Jim Schroeder, National Catholic Register | Tradução: Equipe Instituto Newman


Um caminho incomum

Em agosto de 2020, os nossos filhos mais velhos (gêmeos), Zach e Emma, iniciaram o primeiro ano do ensino médio. Dois anos depois, o irmão deles, Matthew, se juntou a eles no ensino médio. Desde que começaram a frequentar o jardim de infância, minha esposa e eu conversávamos com eles sobre o mundo da mídia/tecnologia e tentávamos ajudá-los a entender os riscos e benefícios desse universo. E conforme eles avançavam na escola, explicávamos detalhadamente as razões para as nossas escolhas em relação ao acesso deles à tecnologia

Quando entraram no ensino médio, Zach e Emma eram os únicos (que sabíamos) sem um dispositivo móvel e certamente estavam entre os poucos sem contas nas redes sociais. Além disso, enquanto a maioria dos amigos deles possuía consoles de jogos em casa, eles só tinham disponíveis poucos jogos de computador bem simples. E apesar de terem acesso a alguns  recursos de bate-papo para interagir com os amigos, ficou claro desde o início que a experiência deles no ensino médio seria muito diferente da dos colegas.

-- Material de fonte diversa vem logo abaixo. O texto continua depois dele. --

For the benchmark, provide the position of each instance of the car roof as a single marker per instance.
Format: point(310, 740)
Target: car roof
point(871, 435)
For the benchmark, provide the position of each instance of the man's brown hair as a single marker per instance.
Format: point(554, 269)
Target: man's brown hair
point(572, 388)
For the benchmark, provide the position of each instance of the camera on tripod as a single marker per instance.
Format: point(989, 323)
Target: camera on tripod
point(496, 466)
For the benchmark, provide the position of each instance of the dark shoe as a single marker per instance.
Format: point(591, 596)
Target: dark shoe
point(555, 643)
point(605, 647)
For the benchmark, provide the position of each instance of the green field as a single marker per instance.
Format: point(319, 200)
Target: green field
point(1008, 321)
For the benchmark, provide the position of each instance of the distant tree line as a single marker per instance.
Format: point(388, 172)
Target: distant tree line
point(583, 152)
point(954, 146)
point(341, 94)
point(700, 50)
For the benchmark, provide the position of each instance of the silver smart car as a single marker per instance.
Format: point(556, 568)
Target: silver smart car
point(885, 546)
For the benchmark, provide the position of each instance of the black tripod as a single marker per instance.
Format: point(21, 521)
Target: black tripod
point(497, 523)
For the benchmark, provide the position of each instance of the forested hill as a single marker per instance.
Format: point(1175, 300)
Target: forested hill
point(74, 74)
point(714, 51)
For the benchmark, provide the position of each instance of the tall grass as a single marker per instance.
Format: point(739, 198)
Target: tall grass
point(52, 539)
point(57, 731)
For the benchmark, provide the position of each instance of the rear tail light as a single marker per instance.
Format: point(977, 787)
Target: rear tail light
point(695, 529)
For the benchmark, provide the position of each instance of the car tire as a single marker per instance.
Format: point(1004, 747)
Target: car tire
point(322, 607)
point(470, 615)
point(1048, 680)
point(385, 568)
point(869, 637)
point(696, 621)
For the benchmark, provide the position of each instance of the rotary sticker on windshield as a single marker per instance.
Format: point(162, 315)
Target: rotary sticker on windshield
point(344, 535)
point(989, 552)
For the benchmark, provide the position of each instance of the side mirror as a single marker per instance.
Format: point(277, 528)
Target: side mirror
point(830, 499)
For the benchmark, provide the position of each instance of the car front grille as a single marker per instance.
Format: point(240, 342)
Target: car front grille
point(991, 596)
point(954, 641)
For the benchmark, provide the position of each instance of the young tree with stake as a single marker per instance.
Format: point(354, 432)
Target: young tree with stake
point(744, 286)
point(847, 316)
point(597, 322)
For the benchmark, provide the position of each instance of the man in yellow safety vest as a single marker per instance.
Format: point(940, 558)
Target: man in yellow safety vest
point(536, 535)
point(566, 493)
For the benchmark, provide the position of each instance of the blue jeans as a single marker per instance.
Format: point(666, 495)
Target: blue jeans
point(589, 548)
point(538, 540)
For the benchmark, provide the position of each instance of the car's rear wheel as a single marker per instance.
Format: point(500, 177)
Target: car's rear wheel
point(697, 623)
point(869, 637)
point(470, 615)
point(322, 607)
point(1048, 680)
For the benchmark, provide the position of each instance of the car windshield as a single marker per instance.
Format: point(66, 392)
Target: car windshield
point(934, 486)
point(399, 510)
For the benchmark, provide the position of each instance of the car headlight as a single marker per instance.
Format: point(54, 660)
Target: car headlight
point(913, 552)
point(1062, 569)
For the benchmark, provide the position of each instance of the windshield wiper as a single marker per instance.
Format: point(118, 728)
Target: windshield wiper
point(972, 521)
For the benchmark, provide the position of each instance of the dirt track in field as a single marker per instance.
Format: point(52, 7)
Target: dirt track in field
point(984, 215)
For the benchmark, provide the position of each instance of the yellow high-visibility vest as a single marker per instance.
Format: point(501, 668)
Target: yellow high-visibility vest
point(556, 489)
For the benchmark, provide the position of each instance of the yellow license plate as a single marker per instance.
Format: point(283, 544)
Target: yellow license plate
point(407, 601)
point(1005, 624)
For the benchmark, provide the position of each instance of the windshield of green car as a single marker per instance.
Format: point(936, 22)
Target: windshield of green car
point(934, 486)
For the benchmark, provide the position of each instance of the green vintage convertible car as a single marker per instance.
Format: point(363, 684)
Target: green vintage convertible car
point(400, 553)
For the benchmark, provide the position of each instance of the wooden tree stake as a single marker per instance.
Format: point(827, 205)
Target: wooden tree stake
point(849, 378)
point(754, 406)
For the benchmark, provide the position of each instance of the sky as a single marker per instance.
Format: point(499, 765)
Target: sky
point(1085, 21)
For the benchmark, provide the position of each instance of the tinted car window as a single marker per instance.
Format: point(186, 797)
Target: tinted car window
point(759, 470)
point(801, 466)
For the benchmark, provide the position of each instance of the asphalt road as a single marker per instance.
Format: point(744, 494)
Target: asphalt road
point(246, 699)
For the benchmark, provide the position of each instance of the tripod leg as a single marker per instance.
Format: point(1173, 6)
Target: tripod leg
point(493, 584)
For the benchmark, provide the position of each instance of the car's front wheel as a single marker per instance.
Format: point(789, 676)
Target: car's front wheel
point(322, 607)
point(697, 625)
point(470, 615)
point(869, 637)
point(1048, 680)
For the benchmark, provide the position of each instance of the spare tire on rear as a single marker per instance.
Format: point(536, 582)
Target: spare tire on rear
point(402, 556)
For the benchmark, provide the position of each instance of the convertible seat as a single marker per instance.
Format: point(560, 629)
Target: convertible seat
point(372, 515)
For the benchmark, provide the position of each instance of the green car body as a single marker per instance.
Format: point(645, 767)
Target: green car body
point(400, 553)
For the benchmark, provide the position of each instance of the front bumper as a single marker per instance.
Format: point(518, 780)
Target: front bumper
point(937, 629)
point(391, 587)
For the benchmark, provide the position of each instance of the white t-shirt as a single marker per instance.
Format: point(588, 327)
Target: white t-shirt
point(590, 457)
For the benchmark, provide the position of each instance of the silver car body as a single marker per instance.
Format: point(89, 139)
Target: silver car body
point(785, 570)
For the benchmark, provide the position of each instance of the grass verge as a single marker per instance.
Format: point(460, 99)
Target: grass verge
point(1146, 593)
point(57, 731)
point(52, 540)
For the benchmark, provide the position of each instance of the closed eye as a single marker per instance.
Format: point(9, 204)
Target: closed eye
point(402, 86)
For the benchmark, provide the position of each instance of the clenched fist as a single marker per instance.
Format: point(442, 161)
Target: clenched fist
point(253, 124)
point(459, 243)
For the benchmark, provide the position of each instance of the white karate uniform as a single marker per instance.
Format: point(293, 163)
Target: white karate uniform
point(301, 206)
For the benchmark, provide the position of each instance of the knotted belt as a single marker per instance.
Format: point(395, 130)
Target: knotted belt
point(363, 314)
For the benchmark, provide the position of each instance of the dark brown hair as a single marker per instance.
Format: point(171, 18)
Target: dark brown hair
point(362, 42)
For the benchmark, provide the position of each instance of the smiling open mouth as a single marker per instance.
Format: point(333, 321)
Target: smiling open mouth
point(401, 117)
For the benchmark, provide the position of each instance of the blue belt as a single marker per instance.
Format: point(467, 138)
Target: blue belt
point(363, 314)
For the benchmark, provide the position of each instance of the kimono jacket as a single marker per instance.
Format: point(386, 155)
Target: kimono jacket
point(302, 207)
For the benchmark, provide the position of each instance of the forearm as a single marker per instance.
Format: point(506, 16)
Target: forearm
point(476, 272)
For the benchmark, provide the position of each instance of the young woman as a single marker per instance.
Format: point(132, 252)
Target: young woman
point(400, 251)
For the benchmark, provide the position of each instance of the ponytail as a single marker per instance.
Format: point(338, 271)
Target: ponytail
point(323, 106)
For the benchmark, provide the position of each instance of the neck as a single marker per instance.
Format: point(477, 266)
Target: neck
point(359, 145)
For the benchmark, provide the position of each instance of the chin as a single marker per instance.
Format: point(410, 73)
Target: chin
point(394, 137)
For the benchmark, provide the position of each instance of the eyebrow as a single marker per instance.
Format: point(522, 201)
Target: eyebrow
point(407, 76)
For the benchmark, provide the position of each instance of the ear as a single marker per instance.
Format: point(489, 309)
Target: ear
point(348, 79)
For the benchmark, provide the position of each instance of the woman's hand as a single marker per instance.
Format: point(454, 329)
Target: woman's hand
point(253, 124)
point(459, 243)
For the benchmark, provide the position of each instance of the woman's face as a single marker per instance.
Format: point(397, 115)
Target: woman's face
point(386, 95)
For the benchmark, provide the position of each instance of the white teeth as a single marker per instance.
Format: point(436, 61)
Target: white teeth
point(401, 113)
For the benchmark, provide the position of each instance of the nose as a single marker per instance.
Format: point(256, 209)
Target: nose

Os meses e anos passaram, e as nossas conversas continuaram girando em torno das escolhas que estávamos fazendo para eles. E nem sempre eram amigáveis e concordantes, mesmo no silêncio. Mas a cada momento, continuamos explicando para eles porque nós, enquanto pais, estávamos tomando as decisões — não para sermos rígidos ou autoritários, mas sim porque sentíamos que era a melhor decisão para eles e para o futuro deles, do ponto de vista teológico, científico e experiencial. Sempre trabalhamos para encontrar maneiras de compensar as limitações na comunicação deles, seja estabelecendo diferentes atividades com amigos e famílias ou oferecendo maneiras alternativas (nem sempre bem-recebidas) de se manterem conectados com os amigos. Não foi nada fácil.

As diferenças digitais

Conforme nossos filhos seguiram ativamente envolvidos em esportes, atividades acadêmicas e sociais, eles descobriram que seus amigos passaram a aceitar as diferenças em seu estilo de vida, mesmo que às vezes tivessem que tolerar uma piada ou outra. Eventualmente os colegas e amigos entenderam que a decisão era nossa e não dos nossos filhos. A partir desse ponto,  parece que, assim como nossos filhos, eles também aprenderam a ser mais flexíveis na comunicação. E a vida seguiu em frente, assim como as atividades, compromissos e amizades deles. O que há alguns anos parecia ser um grande problema gradualmente se tornou parte da rotina, mesmo que às vezes a falta de um dispositivo ou de redes sociais fosse inconveniente (até mesmo para nós, pais).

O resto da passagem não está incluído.